Suffering from a hangover and writing a post regarding cocktails seems quite apropos. The hangover in question, however, is not due to the above cocktails, but instead from a rather lowly bottle of wine! I love, love, love wine, but it kills me. So sad.
This lovely pink daiquiri is all fresh-squeezed and quite refreshing on a hot summer’s day. They can be easily blended with ice for frozen, or enjoyed on the rocks for faster consumption! The following recipe is for a pitcher, as not just one will do!
- 2 grapefruit, squeezed
- 2 limes, squeezed
- 1 cup water
- 1/2 cup sugar
- 2 cups white rum
- 1/2 cup triple sec or Cointreau
Directions: Mix all ingredients together and blend with ice, or serve on the rocks.
I have no idea what this fruit is! It came in the CSA box and was simply called, “melon.” One of the melons has a soft white flesh that is ridiculously juicy. The larger melon in the back is more like a crispy cantaloupe and both are very sweet. Since they’re so sweet and juicy, I am going to pretend like I am still living in Ecuador and juice them!
The first few weeks that I lived in Ecuador I would be greeted at the breakfast table by a pitcher of brightly colored juice that I could not always identify by taste. It was then that I learned about tomate de arbol, tamarindo, and maracuya. Every household with electricity has a blender where these fruits or others like papaya, cantaloupe, pineapple and watermelon were blended along with a little sugar. Some of the fruits like orange, lemon, lime and grapefruit were of course squeezed.

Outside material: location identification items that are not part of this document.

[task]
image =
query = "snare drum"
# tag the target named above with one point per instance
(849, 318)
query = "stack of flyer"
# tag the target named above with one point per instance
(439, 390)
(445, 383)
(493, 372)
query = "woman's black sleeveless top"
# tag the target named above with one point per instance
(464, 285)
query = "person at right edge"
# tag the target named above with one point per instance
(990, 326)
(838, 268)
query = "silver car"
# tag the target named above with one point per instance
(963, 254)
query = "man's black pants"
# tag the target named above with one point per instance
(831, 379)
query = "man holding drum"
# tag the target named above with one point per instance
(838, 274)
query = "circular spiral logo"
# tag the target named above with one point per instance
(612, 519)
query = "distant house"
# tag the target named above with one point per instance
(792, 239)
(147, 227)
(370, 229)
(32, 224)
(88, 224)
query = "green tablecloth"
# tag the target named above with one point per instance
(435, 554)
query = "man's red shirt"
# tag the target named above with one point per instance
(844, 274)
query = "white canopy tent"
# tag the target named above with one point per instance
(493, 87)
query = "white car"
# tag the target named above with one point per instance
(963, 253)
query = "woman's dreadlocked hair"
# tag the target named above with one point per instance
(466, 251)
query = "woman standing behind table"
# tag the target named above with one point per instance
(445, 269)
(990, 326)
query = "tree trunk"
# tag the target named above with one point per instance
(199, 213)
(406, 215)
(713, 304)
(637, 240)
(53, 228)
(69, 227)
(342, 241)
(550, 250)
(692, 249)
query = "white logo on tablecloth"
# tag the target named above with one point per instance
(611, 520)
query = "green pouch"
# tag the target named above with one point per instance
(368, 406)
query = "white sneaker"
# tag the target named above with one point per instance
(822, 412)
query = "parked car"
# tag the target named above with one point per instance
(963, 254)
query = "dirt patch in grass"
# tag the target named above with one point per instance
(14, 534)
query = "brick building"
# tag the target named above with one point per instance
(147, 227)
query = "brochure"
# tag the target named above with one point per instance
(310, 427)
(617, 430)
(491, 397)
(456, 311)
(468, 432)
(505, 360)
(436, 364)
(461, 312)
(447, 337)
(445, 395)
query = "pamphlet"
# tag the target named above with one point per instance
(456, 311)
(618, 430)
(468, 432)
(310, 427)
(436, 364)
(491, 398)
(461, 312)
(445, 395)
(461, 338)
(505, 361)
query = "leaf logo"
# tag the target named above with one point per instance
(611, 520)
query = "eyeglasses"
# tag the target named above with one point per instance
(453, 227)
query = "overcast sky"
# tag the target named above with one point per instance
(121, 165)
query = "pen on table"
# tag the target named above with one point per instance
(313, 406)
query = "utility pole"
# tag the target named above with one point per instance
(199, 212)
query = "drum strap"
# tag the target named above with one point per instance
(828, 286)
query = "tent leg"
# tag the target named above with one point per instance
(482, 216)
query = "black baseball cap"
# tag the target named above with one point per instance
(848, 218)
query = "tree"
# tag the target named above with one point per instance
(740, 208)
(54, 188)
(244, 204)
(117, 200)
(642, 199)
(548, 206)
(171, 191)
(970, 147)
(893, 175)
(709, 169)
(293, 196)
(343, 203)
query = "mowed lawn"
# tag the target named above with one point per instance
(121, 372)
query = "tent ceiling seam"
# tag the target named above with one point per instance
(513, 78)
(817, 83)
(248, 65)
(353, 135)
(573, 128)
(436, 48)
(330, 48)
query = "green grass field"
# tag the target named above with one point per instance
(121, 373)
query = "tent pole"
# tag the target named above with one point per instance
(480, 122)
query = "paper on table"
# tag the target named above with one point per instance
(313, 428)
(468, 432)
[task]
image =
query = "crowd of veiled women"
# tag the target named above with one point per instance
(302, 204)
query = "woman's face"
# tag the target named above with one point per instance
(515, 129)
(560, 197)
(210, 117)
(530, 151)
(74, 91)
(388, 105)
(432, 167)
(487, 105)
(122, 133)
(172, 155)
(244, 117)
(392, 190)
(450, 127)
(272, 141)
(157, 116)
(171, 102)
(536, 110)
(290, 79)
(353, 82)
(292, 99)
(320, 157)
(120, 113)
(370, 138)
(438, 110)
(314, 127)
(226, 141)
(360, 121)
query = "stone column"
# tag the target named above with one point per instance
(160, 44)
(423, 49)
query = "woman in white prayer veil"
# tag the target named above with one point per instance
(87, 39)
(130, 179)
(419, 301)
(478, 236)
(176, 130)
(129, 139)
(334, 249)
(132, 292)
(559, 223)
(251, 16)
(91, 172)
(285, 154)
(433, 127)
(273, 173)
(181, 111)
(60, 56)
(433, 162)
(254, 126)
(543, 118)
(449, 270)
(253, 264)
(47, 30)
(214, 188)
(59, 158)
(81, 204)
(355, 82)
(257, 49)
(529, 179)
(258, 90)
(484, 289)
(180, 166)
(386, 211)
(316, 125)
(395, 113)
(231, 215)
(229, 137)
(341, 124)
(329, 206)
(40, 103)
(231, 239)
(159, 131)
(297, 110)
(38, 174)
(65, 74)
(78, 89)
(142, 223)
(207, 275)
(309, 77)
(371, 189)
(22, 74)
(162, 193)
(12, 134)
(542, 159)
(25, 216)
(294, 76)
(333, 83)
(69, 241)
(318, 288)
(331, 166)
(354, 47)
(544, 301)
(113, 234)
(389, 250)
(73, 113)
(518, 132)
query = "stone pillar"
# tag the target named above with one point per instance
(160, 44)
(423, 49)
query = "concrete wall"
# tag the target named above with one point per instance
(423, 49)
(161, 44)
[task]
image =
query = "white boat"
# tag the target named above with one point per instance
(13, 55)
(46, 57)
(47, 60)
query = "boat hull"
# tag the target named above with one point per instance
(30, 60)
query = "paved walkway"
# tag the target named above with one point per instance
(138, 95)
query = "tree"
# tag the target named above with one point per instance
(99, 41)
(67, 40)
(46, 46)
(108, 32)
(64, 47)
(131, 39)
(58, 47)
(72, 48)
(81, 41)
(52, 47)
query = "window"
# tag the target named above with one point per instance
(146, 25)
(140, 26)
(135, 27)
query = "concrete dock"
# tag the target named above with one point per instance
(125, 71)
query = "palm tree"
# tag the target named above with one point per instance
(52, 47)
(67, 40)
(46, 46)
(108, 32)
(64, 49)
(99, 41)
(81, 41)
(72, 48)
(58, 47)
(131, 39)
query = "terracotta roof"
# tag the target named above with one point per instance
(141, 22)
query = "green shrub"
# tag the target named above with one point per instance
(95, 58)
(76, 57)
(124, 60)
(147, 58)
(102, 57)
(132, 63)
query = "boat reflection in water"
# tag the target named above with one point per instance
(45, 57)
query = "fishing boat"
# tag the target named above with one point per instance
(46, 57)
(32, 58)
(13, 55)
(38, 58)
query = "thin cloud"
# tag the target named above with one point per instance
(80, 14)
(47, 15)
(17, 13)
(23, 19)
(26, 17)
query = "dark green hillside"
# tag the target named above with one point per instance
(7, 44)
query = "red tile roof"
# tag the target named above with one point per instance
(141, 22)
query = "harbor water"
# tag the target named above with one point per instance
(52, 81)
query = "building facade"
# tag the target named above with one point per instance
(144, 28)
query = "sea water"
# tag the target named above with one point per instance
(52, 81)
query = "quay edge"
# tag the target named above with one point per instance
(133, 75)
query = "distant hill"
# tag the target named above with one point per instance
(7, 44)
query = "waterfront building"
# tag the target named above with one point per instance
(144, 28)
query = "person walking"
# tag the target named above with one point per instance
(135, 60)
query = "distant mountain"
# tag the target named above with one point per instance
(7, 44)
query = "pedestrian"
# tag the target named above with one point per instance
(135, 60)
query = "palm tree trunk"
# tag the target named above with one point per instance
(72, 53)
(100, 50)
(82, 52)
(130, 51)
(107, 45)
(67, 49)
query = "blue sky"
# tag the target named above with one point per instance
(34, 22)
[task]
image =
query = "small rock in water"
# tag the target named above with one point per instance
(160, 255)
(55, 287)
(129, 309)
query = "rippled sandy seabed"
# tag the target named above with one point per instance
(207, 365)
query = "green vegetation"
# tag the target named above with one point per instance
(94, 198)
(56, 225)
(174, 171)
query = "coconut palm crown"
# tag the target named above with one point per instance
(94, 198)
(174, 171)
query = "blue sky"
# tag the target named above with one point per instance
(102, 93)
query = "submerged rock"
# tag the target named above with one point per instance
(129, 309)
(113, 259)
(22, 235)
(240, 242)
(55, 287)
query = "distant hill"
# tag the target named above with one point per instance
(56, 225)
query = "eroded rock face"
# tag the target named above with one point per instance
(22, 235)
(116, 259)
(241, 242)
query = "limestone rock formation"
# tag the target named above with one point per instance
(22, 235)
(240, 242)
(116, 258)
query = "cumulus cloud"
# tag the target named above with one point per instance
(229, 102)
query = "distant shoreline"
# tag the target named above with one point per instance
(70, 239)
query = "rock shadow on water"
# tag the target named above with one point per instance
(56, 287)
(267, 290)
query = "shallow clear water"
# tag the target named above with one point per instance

This juice recipe includes the fruit of three melons and three cukes. After peeling the fruits and removing the seeds, I ran the blender until the fruit was very fine, and then pressed it through a sieve. It’s a fairly thick juice, so if you prefer a little more liquid, add about two cups of water and mix it together. I also did not add sugar, as the melons were very sweet on their own.
I can close my eyes while I sip this juice and travel back to Ecuador 1991! Isn’t it amazing how food causes time travel?